Semplificare e incentivare: in arrivo la variante al pgt a impatto zero
Monza, 31 Ottobre 2020 ore 15:54

Semplificare le norme in materia urbanistica e incentivare il recupero delle aree dismesse con interventi di qualità. E’ quanto si è prefissata la Giunta monzese che ieri, venerdì 30 ottobre 2020, ha approvato la proposta di revisione per la variante normativa al Piano Generale del Territorio.

Semplificare e incentivare

Semplificazione delle norme, ma non solo. E’ stata introdotta anche la flessibilità in tema di destinazioni d’uso per cercare di facilitare gli interventi di recupero, nonché una normativa più snella per l’attuazione delle nuove infrastrutture, a partire dal tracciato del prolungamento della Linea 5.

Il tutto senza modificare la capacità edificatoria prevista dallo strumento in vigore.

Rigenerazione urbana

La rigenerazione urbana passerà attraverso l’incentivazione del recupero delle aree dismesse e, in generale, del patrimonio edilizio vetusto esistente in città.

Per questo l’obiettivo è quello di scegliere gli interventi che puntino al miglioramento ambientale, con la rinaturalizzazione di aree già consumate, l’incremento di superficie permeabile e un aumento dell’indice di nuova piantumazione.

Attrarre investimenti

Sul fronte economico si cercherà di attrarre investimenti grazie all’abbandono degli elementi di rigidità e prescrittività dell’attuale piano, ma anche attraverso la flessibilità delle destinazioni d’uso e il rilancio delle attività produttive.

Mobilità e servizi

Passando alla mobilità e ai servizi, la Giunta ha voluto rivolgere l’attenzione alla compatibilità delle infrastrutture di rilevanza regionale come il prolungamento della mm5, alle opere a favore della collettività legate agli interventi ambientali inseriti nell’elenco “Le città nella città” e alla libera insediabilità dei servizi di interesse collettivo su tutto il territorio comunale.
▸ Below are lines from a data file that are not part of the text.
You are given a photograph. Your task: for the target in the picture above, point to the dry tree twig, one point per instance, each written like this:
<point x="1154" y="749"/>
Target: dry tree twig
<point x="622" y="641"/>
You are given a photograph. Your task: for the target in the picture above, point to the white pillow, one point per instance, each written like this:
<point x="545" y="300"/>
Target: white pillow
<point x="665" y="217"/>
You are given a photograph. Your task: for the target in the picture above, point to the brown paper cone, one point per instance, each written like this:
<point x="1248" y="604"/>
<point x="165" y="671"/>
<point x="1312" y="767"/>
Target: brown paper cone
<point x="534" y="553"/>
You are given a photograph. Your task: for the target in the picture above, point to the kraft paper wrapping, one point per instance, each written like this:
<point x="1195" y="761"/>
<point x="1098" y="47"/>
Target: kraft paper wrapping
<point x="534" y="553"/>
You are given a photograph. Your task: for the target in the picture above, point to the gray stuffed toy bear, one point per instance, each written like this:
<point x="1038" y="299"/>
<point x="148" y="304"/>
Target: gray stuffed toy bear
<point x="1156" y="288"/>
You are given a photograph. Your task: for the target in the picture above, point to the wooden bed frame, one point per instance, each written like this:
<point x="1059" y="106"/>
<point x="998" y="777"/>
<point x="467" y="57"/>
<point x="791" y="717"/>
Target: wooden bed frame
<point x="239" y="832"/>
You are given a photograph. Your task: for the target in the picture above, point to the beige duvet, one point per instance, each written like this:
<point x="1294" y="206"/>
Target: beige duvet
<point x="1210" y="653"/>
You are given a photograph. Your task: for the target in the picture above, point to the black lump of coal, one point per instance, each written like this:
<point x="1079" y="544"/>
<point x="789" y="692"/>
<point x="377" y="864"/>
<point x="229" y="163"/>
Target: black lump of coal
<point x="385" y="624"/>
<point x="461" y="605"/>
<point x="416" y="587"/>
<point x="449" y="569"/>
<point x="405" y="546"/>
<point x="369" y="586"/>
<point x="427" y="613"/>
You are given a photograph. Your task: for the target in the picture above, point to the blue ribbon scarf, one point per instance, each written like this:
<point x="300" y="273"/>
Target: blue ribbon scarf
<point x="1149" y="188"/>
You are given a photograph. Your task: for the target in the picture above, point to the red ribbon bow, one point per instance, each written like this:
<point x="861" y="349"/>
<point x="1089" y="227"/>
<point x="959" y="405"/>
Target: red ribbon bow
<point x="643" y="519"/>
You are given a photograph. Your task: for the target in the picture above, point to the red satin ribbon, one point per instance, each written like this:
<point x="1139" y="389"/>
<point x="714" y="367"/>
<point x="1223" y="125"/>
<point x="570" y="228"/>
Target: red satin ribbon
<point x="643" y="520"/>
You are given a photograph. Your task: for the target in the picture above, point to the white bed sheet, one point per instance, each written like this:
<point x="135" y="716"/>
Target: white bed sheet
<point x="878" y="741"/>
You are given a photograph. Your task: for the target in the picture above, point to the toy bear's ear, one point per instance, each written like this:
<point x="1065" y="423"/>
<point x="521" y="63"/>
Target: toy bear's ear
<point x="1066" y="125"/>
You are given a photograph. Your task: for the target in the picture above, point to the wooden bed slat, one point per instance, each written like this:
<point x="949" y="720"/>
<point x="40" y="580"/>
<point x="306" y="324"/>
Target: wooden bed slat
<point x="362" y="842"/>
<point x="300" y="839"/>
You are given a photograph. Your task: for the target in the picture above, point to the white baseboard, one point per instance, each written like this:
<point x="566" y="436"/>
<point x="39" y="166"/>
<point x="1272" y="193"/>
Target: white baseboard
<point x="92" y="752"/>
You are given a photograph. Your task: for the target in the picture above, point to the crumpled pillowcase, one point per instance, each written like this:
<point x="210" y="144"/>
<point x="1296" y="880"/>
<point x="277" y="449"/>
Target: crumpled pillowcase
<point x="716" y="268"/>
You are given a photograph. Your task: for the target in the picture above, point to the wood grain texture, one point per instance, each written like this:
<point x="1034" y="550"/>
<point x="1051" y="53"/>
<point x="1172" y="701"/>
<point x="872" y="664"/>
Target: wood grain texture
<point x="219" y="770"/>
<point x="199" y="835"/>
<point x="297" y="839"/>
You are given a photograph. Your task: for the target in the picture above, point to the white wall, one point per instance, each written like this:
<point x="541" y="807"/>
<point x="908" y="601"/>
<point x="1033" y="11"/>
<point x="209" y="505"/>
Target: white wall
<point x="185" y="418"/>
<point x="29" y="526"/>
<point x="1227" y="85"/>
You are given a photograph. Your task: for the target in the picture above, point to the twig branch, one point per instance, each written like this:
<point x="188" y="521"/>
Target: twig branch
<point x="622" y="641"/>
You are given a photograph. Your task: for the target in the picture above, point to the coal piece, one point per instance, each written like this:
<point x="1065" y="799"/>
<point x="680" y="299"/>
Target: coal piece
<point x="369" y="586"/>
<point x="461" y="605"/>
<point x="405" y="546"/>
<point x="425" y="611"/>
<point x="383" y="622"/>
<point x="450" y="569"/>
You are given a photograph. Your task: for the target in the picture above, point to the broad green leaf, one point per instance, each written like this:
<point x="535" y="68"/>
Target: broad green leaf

“Questo è senza dubbio l’elemento più ambizioso e innovativo della variante – ha fatto sapere l’assessore alle Politiche del Territorio Martina Sassoli – Per la prima volta si introduce uno strumento di urbanistica partecipata, prevedendo la possibilità di indicare annualmente le priorità di intervento nel proprio quartiere anche da parte delle Consulte”.

Questi interventi potranno dunque essere realizzati direttamente dai privati che intendano fruire dei bonus previsti dalla nuova normativa, in termini di volumetrie e di dotazione a servizi.

“Il cuore di questa riforma affonda nella volontà di continuare e formalizzare la partnership pubblico privata, attraverso cui è stato possibile realizzare diversi interventi di straordinaria importanza per la città. Per questo siamo soddisfatti del risultato ottenuto: una variante a impatto zero dal punto di vista volumetrico”.